I can't imagine pay-walls ever really working. People have tried so long. Once you get access, you copy the content and re-post it somewhere else. People have already been trying the paywall concept with crypto for articles and porn; I suspect it hasn't proven the greatest.

Having software that makes payments without interaction is super dangerous. That already means it is unencrypted and ready to be drained with the slightest exploit or malware. These sort of hot wallets should only have small amounts of funds in them, and only briefly.

While I can relate to concerns about how people might leverage crypto to monetize the web, I think innovation in doing so is a very good thing. The scourge of advertisers and their embedded role of personal data collectors is the worst and needs to end.

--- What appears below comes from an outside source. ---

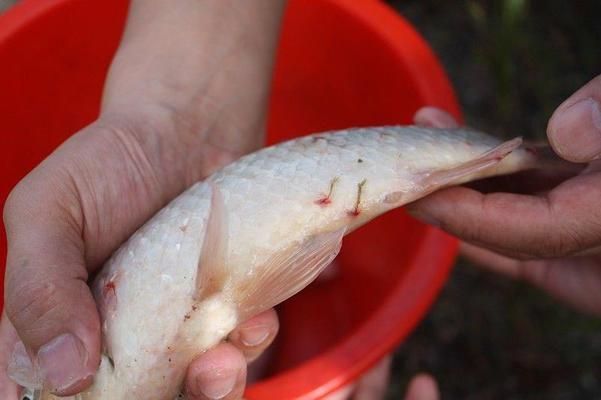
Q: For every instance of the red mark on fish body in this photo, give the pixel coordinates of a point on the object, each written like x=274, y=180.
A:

I've seen innovations like Brave Browser and their ideas with Basic Attention Token come along. I wasn't stoked about the idea of getting paid to opt-in to ads, but any innovation, especially optional ones seem good progress. I really liked their additional strategy of making it easy to tip websites, even setting up small automatic tips when you visit. This sort of voluntary payment I really like. Many sites I wish I could easily tip, especially when finding a particularly useful article.

I think many entire industries are fighting for ways to monetize their content and they should get paid somehow for it or good content will go away. New technology gives the ability to do this in new bad or good ways. I'm hoping good ways will prevail.

[–][deleted] 1 insightful - 1 fun1 insightful - 0 fun2 insightful - 1 fun -  (1 child)

[–]SoCo 1 insightful - 1 fun1 insightful - 0 fun2 insightful - 1 fun -  (0 children)

Yeah, both are based on Firefox. Mozilla's version of Firefox has a shit-ton of stuff that collects every website you visit, and even pings when you close a tab. Most popular browsers are pure spy apparatus (ie Firefox Chrome and more). Telemetry, malicious site blocking, SSL cert checking, account protection, and the such are just excuses to track you or leak your usage to parties that can. Open source forks of browsers are important to avoid this.

TorBrowser has been around quite awhile as a security enhanced fork of Firefox. Brave Browser is the same, but quite newer. All "new" security is subject to a long road of painfully being run though the ringer. I don't see why the DNS leak (of onion addresses) were being made, as it doesn't make sense to send addresses out to check, but it seems Brave Browser was made aware of it with their hack/bug bounty system and fixed it rather quickly. That seems the tail of how we expect bugs and security issues to be found and fixed now days.

[–][deleted] 1 insightful - 1 fun1 insightful - 0 fun2 insightful - 1 fun -  (0 children)

I can't imagine pay-walls ever really working. People have tried so long. Once you get access, you copy the content and re-post it somewhere else.

The searches we see are pigeon holed. There used to be a lot more unique results when searching, now there's a billion results that are the same 20 things over and over. Cutting off access to information is trivial. Especially if everyone starts using web3 browsers.

There aren't many unique, viable browser options either. Chrome, Mozilla, and Safari, I think that's it. Not really difficult to imagine being forced to adopt Web 3

Just seems like taking public water, bottling it, and selling it back to us. We had a free web, we now have a corporate web. We get less and are expected to pay. And we'll probably have ads too. This is all about maximizing value from the consumer. Which is great, unless you're a consumer.